How does it compare to GPT-5 and Gemini 3.5 Pro?

On published benchmarks, Opus 4.8 now leads both. The margins are small (1–4 percentage points across most tests) but consistent. The bigger story is task fit — different models still have different strengths even when their headline numbers converge.

  • Coding: Opus 4.8 leads decisively — SWE-Bench 89.7% vs GPT-5's 79.1% and Gemini 3.5 Pro's 76.4%
  • Long-document analysis: Opus 4.8 leads on extended-thinking benchmarks; Gemini still wins on raw context length (2M tokens)
  • Multi-step reasoning: Opus 4.8 and GPT-5 are essentially tied; Opus pulls ahead with extended thinking enabled
  • Writing quality: Opus 4.8 remains the preferred model in blind A/B tests for long-form prose
  • Multimodal (image + audio + video): Gemini still strongest — Anthropic has not prioritised this
  • Speed: Opus 4.8 is slightly faster than 4.7 but still slower than GPT-5 for casual chat
  • Ecosystem: GPT-5 still has more third-party plugins and integrations

Should you upgrade from Opus 4.7?

Three clear groups should upgrade immediately. Three groups can probably wait.

Upgrade now:

  • Engineering teams using Devin, Claude Code, or Cline — the tool-use reliability bump is real
  • Researchers doing long-document synthesis — the 60-minute extended thinking unlocks workflows that previously timed out
  • Anyone using Anthropic API at scale — the 15% input pricing cut applies automatically

Wait or stay on 4.7:

  • Casual claude.ai users — you will be auto-upgraded; no action needed
  • Heavy multimodal users — Gemini 3.5 Pro is still better for image/audio/video
  • Cost-sensitive prototyping — Claude Haiku 4.5 at $0.80/M is dramatically cheaper for simple tasks

How do you access Opus 4.8?

Three ways. (1) Claude.ai Pro and Team users are auto-upgraded — Opus 4.8 is now the default Opus tier in the web app. (2) Claude Code users get it on the next CLI update. (3) API users opt in by passing `claude-opus-4-8` as the model string. The deprecation notice on 4.7 has not yet been announced, but expect it within 6 months following Anthropic's normal lifecycle.

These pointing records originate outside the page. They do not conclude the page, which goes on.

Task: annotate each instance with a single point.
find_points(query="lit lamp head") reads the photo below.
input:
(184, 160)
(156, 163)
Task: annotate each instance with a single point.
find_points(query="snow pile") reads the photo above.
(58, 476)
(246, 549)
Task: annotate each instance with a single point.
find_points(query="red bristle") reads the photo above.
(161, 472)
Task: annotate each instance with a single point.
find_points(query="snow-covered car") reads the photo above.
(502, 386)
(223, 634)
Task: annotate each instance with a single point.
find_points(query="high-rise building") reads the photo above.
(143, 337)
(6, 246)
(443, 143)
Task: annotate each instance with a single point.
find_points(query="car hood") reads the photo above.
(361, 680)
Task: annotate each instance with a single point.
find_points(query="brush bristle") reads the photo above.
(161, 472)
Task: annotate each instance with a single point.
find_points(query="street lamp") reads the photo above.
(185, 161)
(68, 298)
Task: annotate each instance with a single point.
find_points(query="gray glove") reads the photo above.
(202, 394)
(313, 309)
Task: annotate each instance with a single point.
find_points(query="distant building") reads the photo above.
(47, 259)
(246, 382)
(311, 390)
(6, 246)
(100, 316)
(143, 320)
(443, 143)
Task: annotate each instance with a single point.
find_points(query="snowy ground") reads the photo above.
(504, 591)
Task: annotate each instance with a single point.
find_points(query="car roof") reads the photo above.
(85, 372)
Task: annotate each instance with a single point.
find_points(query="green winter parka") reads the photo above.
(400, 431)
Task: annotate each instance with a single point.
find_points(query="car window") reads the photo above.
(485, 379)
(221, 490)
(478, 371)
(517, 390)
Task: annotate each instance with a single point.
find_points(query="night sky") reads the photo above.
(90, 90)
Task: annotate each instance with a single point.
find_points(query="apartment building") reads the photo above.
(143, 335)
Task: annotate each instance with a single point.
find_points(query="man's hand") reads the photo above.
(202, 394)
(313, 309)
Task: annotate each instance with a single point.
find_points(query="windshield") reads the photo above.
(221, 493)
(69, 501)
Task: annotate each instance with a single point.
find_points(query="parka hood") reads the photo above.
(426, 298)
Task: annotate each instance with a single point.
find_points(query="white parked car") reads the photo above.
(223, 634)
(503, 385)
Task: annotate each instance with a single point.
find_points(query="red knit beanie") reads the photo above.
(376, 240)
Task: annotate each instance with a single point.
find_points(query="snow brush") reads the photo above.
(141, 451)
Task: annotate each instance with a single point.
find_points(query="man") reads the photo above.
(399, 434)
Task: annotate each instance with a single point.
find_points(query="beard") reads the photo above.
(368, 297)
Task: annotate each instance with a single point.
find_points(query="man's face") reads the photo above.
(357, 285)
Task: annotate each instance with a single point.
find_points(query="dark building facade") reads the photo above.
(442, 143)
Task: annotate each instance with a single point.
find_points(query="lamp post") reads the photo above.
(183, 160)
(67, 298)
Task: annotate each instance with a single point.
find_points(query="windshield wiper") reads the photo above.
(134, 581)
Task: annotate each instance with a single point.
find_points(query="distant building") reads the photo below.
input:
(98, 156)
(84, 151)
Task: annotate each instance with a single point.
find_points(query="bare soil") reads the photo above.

What this means for the frontier race

OpenAI is now the lab playing catch-up on raw capability benchmarks. GPT-5 launched in early 2026 with industry-leading scores; six months later, Opus 4.7 caught up; now Opus 4.8 has pulled ahead. The next OpenAI release — widely rumoured to be GPT-5.5 or a refreshed reasoning model — will need to retake the lead, or the narrative around "the best AI" shifts decisively to Anthropic.

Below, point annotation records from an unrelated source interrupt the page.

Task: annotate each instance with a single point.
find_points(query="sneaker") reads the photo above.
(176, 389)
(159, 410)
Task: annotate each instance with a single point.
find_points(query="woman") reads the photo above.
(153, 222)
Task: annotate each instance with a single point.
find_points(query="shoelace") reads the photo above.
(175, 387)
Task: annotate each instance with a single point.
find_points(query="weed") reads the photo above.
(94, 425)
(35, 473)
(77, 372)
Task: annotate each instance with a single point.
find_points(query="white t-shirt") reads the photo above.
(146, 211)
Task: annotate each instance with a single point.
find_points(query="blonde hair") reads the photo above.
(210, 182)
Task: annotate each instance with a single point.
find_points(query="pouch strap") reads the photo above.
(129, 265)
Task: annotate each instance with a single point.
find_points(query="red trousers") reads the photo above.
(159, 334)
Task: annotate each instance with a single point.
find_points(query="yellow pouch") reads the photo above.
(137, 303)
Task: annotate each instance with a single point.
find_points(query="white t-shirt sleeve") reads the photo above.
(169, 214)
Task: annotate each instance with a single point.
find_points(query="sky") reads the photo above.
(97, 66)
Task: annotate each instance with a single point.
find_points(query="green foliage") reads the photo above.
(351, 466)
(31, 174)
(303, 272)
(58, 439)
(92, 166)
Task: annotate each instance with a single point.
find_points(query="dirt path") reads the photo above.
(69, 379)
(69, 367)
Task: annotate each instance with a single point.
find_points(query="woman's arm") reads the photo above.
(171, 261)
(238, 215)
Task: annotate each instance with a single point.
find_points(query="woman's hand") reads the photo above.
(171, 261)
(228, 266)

For users, the competition is genuinely good news. Two labs at the frontier means faster iteration, more pricing pressure, and better tooling for everyone. The era of "one model is clearly better" is probably over for the foreseeable future.

Bottom line

Opus 4.8 is a meaningful upgrade for engineering teams, researchers, and API users — but a quiet one for casual chat. The headline is that Anthropic has reclaimed the benchmark lead from GPT-5 while cutting prices. The bigger story is the steady, incremental march of Claude from "interesting alternative" to "default for hard professional work" over the past 18 months. If your AI bills are mostly Anthropic, you have less work to do than ever. If they are not, this is the release that justifies revisiting your default.